I don't like apps that are just a wrapper to a web view, but they do protect in one way: if you fumblefinger when entering an address in the browser it can autocomplete to a phisher, while my bank's app is in a known place on my screen.

3 comments

I'd argue bookmarks achieve much of the same result, but I see your point.

Cross-platform, as much as I'd like it to work, just doesn't seem to ever feel native. I'd very much like to see a transpilation-based cross-platform development framework that generates real Swift/Kotlin/Javascript for iOS/Android/Web, but I'm not sure if it's possible with all of the nice developer experience goodies that developers would come to expect (namely hot reloading) -- but maybe!

People have been trying to make that work since the 80s.

The different interfaces don’t have the same metaphors or semantics so cross-platform UI toolkits are always restricted to worst-case lowest common denominator capabilities.

You see this outside UX too — few programs are written to pure POSIX because usually you want to do more than that core.

> I don't like apps that are just a wrapper to a web view...

Devs are just too aware that they do it to maximise profits and not to maximise UX quality.

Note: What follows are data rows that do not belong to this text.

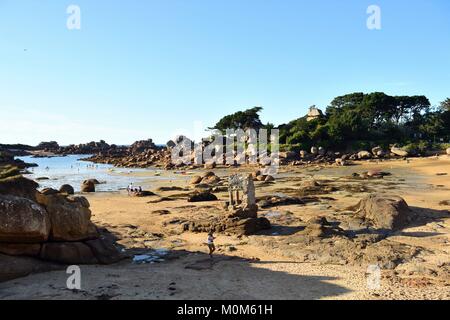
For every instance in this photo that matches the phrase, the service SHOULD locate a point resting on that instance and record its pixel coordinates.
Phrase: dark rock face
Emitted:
(20, 249)
(141, 146)
(22, 220)
(104, 250)
(12, 267)
(384, 212)
(48, 146)
(68, 253)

It's just like Linux guys building console tools and pretending they are better than a (good) UI.

Well, if one is an advocate of PWAs, wrapping it in an app store app should provide an equivalently good and perhaps more user-accessible experience, no?

So my point wasn't to point at the junk apps like, say, the CVS or ATT apps which are simply a web view to a shitty website that is itself just a poorly written skimcoat over a mainframe.

I'm talking about people who put a lot of effort into the web site and then turned it into an app as well to make it easier to run. I'm saying that those provide a crummy experience in practice as well, because in practice I think the web browser experience is rarely that good for anything more than simple functionality.

There are apps today that are using a mix of web and local capabilities.

- photopea.com - import local image, make edits, export back to local storage

- tldraw.com - same

- demo.logseq.com - best example I've found yet. No login required, you can import a local folder of Markdown files, and have the Logseq web app interpret them as a set of backlinked notes.